As organizations embrace “Big” data, they start facing reality –
- The burden of supersized business expectations
- New solution paradigms for new business challenges
- Many disparate technologies – cloud, mobile, social media, and “Big” data competing for same mindshare and resources
- Huge investments in the legacy enterprise data platforms
- Availability of skilled resources lagging the pace of technology evolution
In the midst of such uncertainty, Apache’s Hadoop, dubbed as the “Big” data operating system has emerged as an attractive alternative. It offers many tools delivering targeted capabilities beyond data storage. At its core, it addresses the key problem of “storage” as it offers uninhibited storage for a variety of data. While that solves the storage problem, many are struggling with how to leverage this data effectively. The Apache ecosystem is continuing to evolve rapidly adding new tools and capabilities to complement the Hadoop repository or storage platform. Amidst the surrounding swirl, it is certain that Hadoop is the platform of choice for “Big” data storage.
Its current market place clearly indicates that Hadoop is here to stay, the elephant has arrived.
Nobody said it was an elephant!
The early adopters rushed in to solve the storage issue as most focused on rapid capture of nontraditional data leveraging Hadoop as the repository. The new “Big” data repositories started growing at a rapid pace as did the existing legacy data stores. The availability of new “Big” data fueled newer, nontraditional business demands requiring integration spanning the legacy and “Big” data repositories.
It fueled the possibility of growth in data volumes not seen in the past, it was “Big” and growing fast.
Is it an elephant?
The advent of data science, machine learning, and cognitive computing fueled the newer business demands such as advanced analytics, predictions and intuitive visualizations. These demands required newer technology solutions to manage the entire data value chain. The technology offered many newer storage alternatives like NOSQL, GRAPH, Columnar, and in-memory databases as with many other tools to improve data access, computing and presentation.
The real challenge being the business problem as well as the solution, both are evolving simultaneously, blurring the edges.
It does move slowly!
This is a perfect storm – new technologies, new solution paradigms requiring newer skills, more time and more money. It meant that road to “Big” data maturity has a steep learning curve. The organizations lacked or lagged the experience and expertise as mobile, cloud, and social computing were competing simultaneously with “Big” data for the same mindshare and limited resources. The collective scope and magnitude of the related but separate undertakings is very complex and big.
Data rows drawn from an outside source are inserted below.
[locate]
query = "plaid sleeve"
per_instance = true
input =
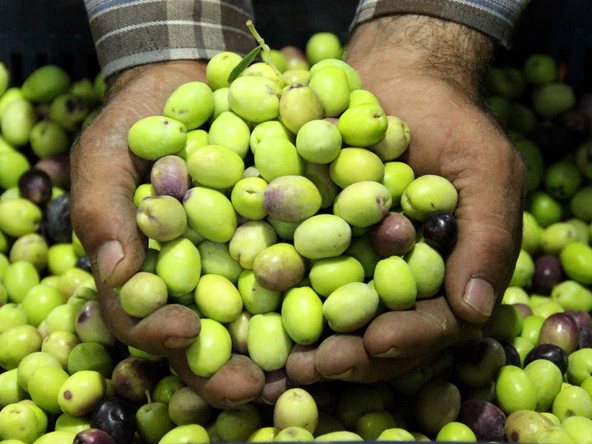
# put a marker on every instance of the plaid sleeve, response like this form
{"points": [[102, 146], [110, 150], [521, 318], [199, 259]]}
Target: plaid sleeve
{"points": [[495, 18], [134, 32]]}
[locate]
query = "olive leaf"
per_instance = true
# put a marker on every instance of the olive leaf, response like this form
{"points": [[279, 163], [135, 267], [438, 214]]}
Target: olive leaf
{"points": [[244, 63]]}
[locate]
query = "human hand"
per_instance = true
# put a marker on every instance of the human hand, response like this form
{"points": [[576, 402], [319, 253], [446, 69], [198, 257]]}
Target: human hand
{"points": [[104, 177], [427, 71]]}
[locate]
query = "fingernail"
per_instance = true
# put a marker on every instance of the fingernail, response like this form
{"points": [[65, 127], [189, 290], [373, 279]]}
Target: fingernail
{"points": [[178, 342], [391, 353], [342, 376], [479, 295], [108, 256]]}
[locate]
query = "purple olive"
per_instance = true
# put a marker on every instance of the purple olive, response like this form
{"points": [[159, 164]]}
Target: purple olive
{"points": [[524, 309], [560, 329], [116, 417], [394, 235], [35, 185], [84, 263], [440, 230], [550, 352], [485, 419], [170, 176], [547, 273], [93, 436], [584, 323]]}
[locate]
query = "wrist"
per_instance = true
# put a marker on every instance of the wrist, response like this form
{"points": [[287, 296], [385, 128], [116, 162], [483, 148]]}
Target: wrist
{"points": [[421, 46], [171, 72]]}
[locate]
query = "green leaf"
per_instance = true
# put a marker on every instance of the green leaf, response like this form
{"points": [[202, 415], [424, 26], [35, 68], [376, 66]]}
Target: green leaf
{"points": [[244, 63]]}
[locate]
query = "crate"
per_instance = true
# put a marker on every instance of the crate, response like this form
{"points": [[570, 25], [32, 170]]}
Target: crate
{"points": [[37, 32]]}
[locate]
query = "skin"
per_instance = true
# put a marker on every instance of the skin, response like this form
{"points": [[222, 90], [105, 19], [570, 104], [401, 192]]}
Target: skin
{"points": [[433, 86]]}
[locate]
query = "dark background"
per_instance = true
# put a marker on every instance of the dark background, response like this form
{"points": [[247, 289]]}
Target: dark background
{"points": [[35, 32]]}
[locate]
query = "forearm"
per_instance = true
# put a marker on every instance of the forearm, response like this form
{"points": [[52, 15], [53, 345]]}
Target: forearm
{"points": [[421, 47], [494, 18], [132, 33]]}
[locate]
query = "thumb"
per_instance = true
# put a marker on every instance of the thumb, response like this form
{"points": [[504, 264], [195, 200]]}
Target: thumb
{"points": [[104, 178], [489, 217]]}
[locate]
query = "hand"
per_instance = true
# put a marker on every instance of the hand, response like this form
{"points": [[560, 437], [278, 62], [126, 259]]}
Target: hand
{"points": [[104, 177], [427, 71]]}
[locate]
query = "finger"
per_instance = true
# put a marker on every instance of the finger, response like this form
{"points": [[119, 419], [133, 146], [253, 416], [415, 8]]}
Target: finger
{"points": [[104, 178], [344, 357], [239, 381], [157, 333], [300, 366], [428, 328], [489, 216], [276, 383]]}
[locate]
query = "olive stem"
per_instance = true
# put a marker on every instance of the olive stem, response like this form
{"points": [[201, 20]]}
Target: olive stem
{"points": [[266, 50]]}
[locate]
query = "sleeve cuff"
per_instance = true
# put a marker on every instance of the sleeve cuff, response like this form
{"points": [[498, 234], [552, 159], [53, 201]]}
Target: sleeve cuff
{"points": [[137, 32], [494, 18]]}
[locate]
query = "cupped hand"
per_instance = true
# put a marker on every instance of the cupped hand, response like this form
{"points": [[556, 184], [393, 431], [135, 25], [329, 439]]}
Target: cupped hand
{"points": [[427, 72], [105, 175]]}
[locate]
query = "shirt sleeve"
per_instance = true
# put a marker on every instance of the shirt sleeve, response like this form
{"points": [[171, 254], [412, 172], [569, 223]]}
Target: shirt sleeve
{"points": [[135, 32], [495, 18]]}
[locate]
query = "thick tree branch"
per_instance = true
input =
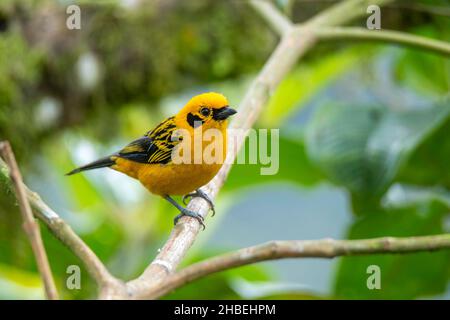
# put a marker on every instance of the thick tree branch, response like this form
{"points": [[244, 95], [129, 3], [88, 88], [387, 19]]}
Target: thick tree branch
{"points": [[326, 248], [62, 231], [30, 225], [294, 43], [159, 277], [395, 37]]}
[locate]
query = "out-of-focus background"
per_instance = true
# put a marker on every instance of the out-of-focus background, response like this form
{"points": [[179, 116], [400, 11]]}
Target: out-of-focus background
{"points": [[364, 142]]}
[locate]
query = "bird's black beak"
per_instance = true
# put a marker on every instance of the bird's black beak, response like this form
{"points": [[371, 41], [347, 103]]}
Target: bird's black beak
{"points": [[223, 113]]}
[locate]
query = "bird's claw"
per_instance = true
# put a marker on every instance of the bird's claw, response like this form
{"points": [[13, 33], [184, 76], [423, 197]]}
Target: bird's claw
{"points": [[200, 194], [189, 213]]}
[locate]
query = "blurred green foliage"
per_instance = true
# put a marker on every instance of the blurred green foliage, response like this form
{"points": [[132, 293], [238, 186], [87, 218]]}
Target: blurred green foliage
{"points": [[68, 96]]}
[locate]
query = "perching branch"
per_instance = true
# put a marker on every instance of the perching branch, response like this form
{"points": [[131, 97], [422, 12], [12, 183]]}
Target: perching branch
{"points": [[295, 42], [62, 231], [30, 225], [160, 278], [326, 248]]}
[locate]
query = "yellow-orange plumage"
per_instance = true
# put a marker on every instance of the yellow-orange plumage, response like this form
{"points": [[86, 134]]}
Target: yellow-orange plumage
{"points": [[149, 159]]}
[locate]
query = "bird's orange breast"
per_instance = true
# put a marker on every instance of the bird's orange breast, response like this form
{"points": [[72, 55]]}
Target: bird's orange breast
{"points": [[168, 179]]}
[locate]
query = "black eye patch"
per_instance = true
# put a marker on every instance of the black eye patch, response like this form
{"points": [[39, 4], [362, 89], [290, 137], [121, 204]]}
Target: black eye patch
{"points": [[205, 111], [194, 121]]}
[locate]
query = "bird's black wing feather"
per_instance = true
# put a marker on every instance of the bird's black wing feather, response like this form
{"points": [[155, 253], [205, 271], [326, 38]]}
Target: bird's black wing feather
{"points": [[154, 147]]}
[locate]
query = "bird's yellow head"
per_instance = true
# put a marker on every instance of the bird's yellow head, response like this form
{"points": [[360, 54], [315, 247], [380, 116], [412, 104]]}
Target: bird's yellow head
{"points": [[208, 110]]}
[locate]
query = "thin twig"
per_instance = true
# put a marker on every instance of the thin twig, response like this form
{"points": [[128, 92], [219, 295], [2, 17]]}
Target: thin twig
{"points": [[326, 248], [30, 225], [62, 231], [295, 42], [395, 37]]}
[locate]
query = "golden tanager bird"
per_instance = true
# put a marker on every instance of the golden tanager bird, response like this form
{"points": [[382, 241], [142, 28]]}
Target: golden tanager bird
{"points": [[149, 159]]}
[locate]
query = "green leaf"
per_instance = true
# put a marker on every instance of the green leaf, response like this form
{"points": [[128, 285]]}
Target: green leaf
{"points": [[303, 83], [408, 276], [294, 167], [363, 147], [428, 165]]}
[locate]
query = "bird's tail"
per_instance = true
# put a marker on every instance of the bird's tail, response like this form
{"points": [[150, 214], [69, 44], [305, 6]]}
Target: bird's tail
{"points": [[100, 163]]}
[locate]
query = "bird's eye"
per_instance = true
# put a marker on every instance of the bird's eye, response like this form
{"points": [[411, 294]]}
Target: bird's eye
{"points": [[205, 112]]}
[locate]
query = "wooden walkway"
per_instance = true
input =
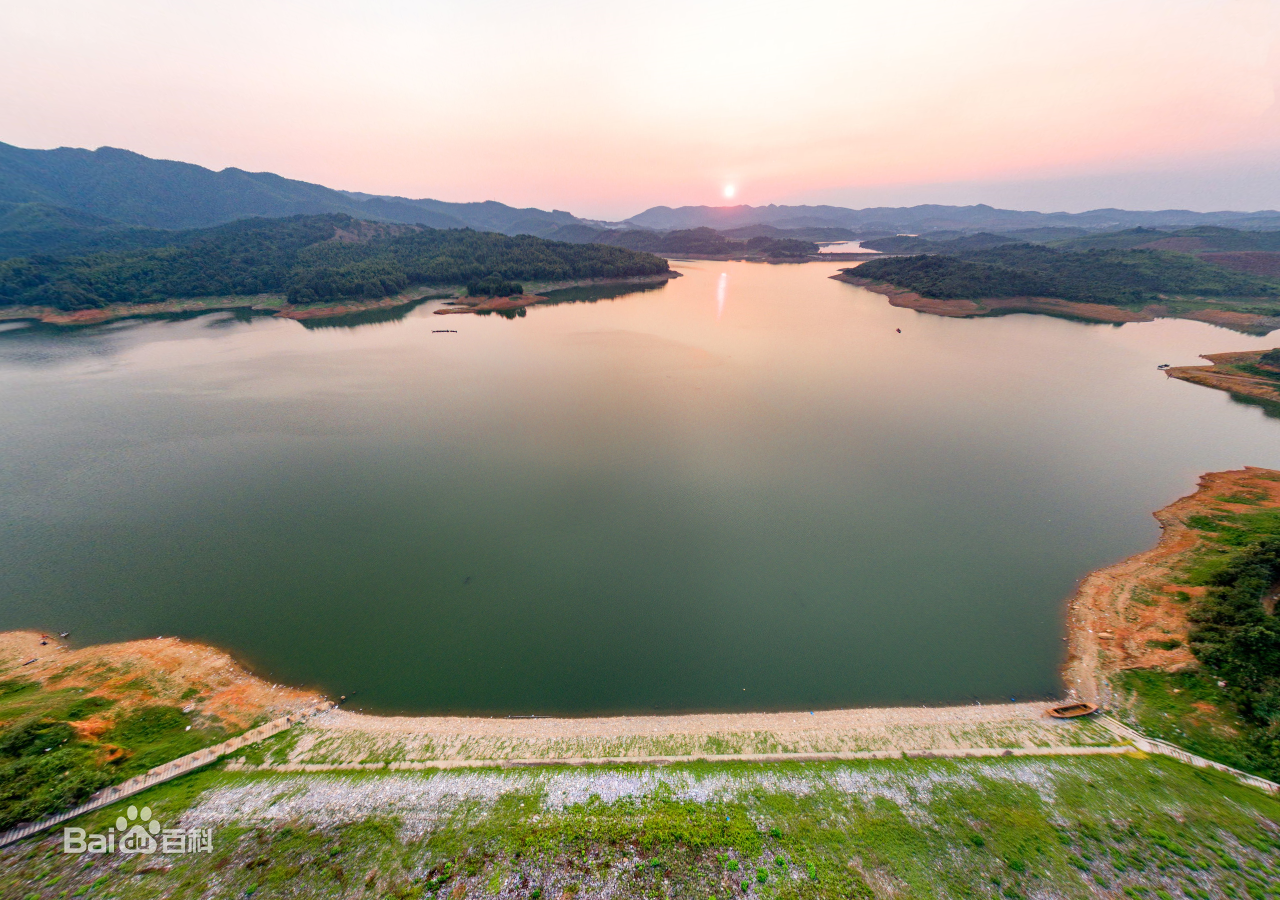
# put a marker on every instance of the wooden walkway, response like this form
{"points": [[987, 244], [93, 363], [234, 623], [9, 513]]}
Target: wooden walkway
{"points": [[160, 773], [1166, 749]]}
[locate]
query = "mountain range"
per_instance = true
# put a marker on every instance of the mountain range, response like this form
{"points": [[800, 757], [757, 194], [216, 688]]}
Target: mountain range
{"points": [[72, 200]]}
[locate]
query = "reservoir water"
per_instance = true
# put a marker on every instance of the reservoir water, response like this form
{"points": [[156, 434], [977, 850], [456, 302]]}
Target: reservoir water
{"points": [[741, 490]]}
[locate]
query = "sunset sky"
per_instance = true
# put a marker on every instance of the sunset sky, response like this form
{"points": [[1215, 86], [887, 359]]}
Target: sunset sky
{"points": [[607, 109]]}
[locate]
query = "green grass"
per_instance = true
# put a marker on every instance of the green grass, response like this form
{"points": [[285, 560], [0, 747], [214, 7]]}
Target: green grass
{"points": [[1066, 827], [45, 766], [1188, 709]]}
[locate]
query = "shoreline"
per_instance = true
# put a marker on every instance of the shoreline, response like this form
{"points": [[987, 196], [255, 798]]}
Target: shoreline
{"points": [[1246, 323], [1129, 615], [277, 305], [1223, 374], [1120, 613]]}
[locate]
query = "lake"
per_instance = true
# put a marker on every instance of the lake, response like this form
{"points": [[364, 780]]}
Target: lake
{"points": [[744, 489]]}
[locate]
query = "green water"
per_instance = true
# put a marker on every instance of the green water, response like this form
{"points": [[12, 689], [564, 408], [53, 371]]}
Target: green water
{"points": [[741, 490]]}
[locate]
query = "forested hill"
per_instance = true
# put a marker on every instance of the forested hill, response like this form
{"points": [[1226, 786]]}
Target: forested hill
{"points": [[129, 188], [1114, 277], [310, 259]]}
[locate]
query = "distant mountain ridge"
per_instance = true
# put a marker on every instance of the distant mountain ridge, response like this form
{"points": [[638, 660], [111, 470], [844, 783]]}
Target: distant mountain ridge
{"points": [[71, 200], [128, 188], [933, 218]]}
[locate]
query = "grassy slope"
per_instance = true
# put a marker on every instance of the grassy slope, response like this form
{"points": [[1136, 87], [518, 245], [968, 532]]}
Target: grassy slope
{"points": [[1191, 708], [1014, 828], [45, 766]]}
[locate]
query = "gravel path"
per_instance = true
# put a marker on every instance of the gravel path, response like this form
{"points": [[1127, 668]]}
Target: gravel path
{"points": [[339, 739]]}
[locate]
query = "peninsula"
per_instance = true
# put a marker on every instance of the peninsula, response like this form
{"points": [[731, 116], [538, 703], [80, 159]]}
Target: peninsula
{"points": [[977, 277], [301, 268], [1249, 374]]}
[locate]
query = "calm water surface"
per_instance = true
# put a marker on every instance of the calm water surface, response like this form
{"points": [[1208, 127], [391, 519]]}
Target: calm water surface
{"points": [[743, 490]]}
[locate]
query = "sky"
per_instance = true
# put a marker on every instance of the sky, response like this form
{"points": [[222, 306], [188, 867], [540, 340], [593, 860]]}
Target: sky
{"points": [[606, 109]]}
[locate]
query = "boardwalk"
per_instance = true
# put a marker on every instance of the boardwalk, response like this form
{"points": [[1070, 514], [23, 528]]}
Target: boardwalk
{"points": [[1128, 740], [160, 773]]}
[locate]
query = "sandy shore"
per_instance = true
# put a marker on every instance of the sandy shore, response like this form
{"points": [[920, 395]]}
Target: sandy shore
{"points": [[1129, 615], [1132, 615], [1224, 375]]}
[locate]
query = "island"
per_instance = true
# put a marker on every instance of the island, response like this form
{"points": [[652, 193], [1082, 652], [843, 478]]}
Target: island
{"points": [[302, 268], [289, 793], [1248, 374], [1096, 278]]}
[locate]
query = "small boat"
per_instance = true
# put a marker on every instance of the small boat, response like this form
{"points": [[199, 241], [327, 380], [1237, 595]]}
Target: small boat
{"points": [[1073, 709]]}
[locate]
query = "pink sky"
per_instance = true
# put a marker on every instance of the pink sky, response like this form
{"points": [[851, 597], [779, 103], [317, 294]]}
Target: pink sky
{"points": [[606, 109]]}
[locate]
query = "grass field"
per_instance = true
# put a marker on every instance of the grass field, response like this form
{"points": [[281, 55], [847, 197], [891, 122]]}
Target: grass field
{"points": [[1063, 827]]}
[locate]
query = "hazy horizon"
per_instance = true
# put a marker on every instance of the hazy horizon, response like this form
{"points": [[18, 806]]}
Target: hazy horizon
{"points": [[1138, 104]]}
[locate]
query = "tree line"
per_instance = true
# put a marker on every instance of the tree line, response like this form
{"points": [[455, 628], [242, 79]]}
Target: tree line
{"points": [[301, 257], [1112, 277]]}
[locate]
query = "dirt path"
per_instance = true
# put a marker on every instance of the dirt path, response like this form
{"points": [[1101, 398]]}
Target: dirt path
{"points": [[341, 739], [1133, 615], [208, 683]]}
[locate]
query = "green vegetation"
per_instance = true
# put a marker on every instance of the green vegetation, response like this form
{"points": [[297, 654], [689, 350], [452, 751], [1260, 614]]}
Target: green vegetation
{"points": [[1047, 827], [494, 286], [700, 242], [1229, 709], [300, 257], [1112, 277], [1193, 240], [46, 767]]}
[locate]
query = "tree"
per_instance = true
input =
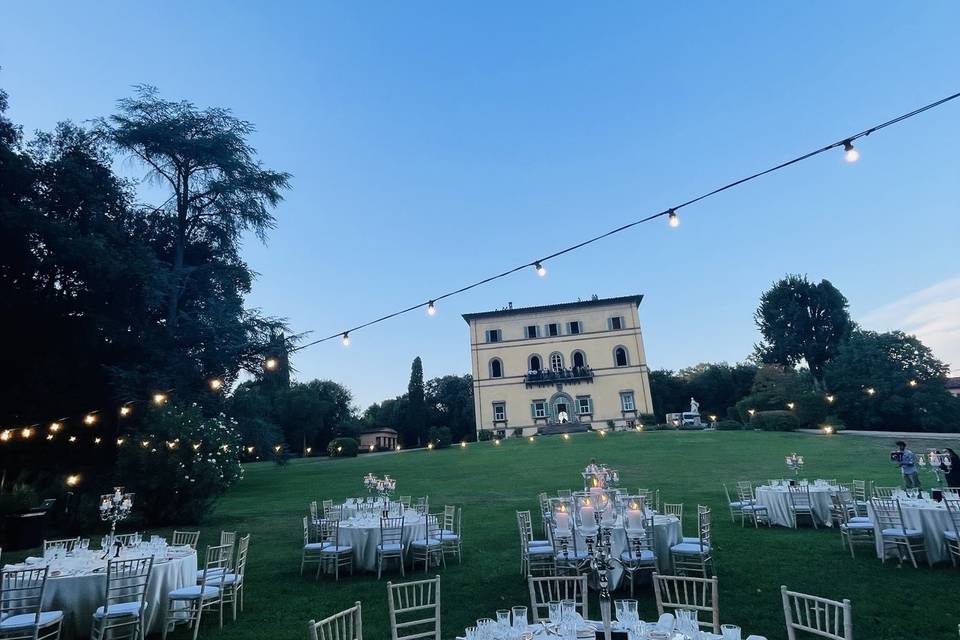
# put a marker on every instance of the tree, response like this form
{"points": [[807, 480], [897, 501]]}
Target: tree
{"points": [[415, 423], [891, 381], [449, 401], [217, 188], [802, 322]]}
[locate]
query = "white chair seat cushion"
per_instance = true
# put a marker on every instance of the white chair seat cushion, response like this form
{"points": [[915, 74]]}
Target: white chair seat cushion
{"points": [[425, 542], [194, 593], [897, 531], [120, 609], [24, 620], [689, 548]]}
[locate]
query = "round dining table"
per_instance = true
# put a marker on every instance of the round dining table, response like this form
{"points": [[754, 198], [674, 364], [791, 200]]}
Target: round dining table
{"points": [[363, 534], [77, 585], [927, 515], [776, 498]]}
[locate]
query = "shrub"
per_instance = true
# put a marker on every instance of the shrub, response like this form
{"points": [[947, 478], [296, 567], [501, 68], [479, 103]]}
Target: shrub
{"points": [[811, 410], [774, 421], [728, 425], [343, 448], [441, 437], [188, 462]]}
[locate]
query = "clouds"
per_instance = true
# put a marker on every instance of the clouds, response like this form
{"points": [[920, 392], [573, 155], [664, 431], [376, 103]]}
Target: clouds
{"points": [[931, 314]]}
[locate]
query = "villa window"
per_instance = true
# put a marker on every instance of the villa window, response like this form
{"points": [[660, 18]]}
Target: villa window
{"points": [[584, 405], [539, 409], [620, 357], [556, 362]]}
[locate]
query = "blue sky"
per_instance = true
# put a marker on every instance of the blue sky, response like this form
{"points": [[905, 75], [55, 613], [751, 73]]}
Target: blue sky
{"points": [[433, 144]]}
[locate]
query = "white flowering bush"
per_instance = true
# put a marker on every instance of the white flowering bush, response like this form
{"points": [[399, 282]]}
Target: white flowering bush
{"points": [[179, 463]]}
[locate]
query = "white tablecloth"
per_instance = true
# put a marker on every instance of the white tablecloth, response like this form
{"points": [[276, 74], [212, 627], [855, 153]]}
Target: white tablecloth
{"points": [[666, 534], [777, 501], [78, 596], [364, 536], [930, 517]]}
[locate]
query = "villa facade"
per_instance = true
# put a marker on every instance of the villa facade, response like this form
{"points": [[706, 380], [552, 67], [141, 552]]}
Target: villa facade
{"points": [[563, 367]]}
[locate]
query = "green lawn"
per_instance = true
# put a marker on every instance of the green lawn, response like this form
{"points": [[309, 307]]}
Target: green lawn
{"points": [[491, 482]]}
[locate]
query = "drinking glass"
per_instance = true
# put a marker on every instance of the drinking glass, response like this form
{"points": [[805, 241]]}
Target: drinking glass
{"points": [[519, 618], [730, 632], [554, 612]]}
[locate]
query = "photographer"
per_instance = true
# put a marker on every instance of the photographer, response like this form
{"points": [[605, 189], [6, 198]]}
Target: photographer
{"points": [[908, 465]]}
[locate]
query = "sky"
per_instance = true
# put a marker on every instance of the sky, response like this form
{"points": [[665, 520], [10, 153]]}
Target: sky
{"points": [[433, 144]]}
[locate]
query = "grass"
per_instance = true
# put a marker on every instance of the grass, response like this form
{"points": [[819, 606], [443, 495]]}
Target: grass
{"points": [[492, 482]]}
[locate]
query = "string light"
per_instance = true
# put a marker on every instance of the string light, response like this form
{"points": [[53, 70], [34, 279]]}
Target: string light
{"points": [[844, 142], [849, 153]]}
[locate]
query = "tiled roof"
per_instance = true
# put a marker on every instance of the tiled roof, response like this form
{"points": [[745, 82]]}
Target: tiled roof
{"points": [[635, 299]]}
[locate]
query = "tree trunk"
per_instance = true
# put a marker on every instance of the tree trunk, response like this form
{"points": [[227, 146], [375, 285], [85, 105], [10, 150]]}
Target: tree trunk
{"points": [[179, 248]]}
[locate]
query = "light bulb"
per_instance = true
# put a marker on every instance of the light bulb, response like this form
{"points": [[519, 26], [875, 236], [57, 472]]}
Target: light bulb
{"points": [[849, 153]]}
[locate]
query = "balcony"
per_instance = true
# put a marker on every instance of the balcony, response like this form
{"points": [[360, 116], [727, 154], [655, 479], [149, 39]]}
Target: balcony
{"points": [[548, 378]]}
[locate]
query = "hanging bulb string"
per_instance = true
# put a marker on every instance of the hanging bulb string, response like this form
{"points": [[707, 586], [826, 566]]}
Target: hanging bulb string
{"points": [[845, 142]]}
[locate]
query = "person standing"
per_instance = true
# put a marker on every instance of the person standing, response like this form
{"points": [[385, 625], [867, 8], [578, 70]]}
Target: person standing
{"points": [[908, 466], [952, 471]]}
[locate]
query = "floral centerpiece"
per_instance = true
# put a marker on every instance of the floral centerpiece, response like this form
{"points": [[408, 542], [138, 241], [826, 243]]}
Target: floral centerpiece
{"points": [[795, 463], [383, 486], [115, 507]]}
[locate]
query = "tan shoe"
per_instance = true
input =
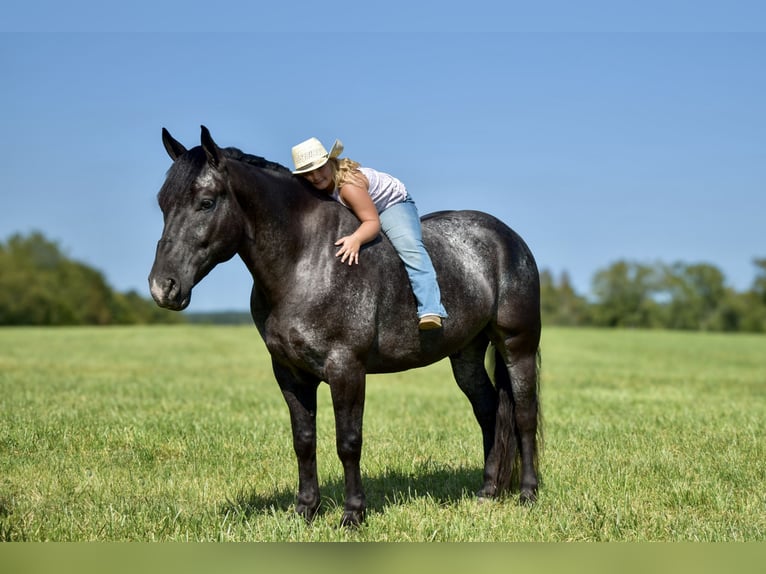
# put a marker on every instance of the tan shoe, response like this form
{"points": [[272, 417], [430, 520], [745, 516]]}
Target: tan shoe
{"points": [[428, 322]]}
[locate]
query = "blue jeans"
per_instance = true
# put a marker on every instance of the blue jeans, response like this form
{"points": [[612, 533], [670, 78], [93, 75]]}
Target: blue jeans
{"points": [[401, 224]]}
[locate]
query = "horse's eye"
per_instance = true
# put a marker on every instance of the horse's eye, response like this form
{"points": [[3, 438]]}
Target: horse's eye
{"points": [[206, 204]]}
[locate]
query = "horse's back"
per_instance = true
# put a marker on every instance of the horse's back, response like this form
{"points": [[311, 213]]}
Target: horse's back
{"points": [[488, 281]]}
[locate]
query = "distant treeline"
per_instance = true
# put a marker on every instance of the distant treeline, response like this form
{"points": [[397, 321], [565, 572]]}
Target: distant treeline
{"points": [[39, 285], [678, 296]]}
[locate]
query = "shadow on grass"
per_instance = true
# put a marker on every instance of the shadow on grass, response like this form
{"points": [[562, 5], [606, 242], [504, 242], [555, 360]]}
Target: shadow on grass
{"points": [[440, 485]]}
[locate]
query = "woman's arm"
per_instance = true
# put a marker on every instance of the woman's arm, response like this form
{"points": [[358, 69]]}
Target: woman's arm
{"points": [[356, 196]]}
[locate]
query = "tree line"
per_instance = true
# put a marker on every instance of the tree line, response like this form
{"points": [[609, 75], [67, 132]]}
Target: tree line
{"points": [[662, 296], [40, 285]]}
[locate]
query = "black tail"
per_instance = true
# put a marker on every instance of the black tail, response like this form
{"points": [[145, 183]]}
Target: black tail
{"points": [[507, 445]]}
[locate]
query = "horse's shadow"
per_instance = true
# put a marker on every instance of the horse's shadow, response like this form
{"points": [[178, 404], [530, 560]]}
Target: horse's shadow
{"points": [[442, 486]]}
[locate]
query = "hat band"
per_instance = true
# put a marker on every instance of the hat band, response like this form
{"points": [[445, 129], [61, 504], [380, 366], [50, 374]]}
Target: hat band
{"points": [[319, 162]]}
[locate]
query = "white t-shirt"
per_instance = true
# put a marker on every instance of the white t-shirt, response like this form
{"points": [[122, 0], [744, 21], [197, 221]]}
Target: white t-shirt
{"points": [[385, 190]]}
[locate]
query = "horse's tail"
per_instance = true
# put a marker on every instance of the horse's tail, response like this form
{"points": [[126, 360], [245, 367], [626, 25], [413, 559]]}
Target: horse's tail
{"points": [[507, 447]]}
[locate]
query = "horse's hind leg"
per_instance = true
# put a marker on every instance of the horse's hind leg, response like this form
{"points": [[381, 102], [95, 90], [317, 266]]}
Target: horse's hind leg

For many reasons beyond its size, it moves slowly!
Can it co-exist?
The right answer is “Yes”, though practitioners differ in their opinions. The “Big” data added to the existing systems landscape was accepted as newbie with little understanding of risks and/or consequences of it. As it takes root, the conversations are focused on the role and purpose of the platform. The discussion is dominated by two approaches, one is to move and store all the data in Hadoop the other preaches selectively using Hadoop for only certain data. Either approach will involve co-existences as organizations attempt to preserve the sizable legacy investments and to ensure smoother transition into the new world.
The co-existence is mandatory. The rapidly evolving technology may fulfill this need though question remains.
How to nurture it?
Let us start by defining it – what is “Big” data? It is not Hadoop, social media, Internet of Things (IoT), internet logs or something else. A lesson from building enterprise Business Intelligence (BI) is that, poor adoption rates are directly proportional to clarity of business value. The user buy-in is function of how well the “Big” data paradigm is understood and how quickly it can deliver tangible business value to end users. With increasing “time to market” pressures and emphasis on quick return on investments, the need is to deliver tangible business results quickly.
All the “Big” data questions remind of an old story of a few blind men and the elephant. One day these blind men came upon an elephant, as they tried to identify the animal by touching and feeling it, each reached a different conclusion. The one who touched the tail thought of it as a broom, one who touched the legs though it was a pillar, one who touched the tummy thought of it as a big wide drum, then one thought of the trunk as a long tube or pipe and on it goes.
With “Big” data, are we on the same road as the blind men identifying an elephant?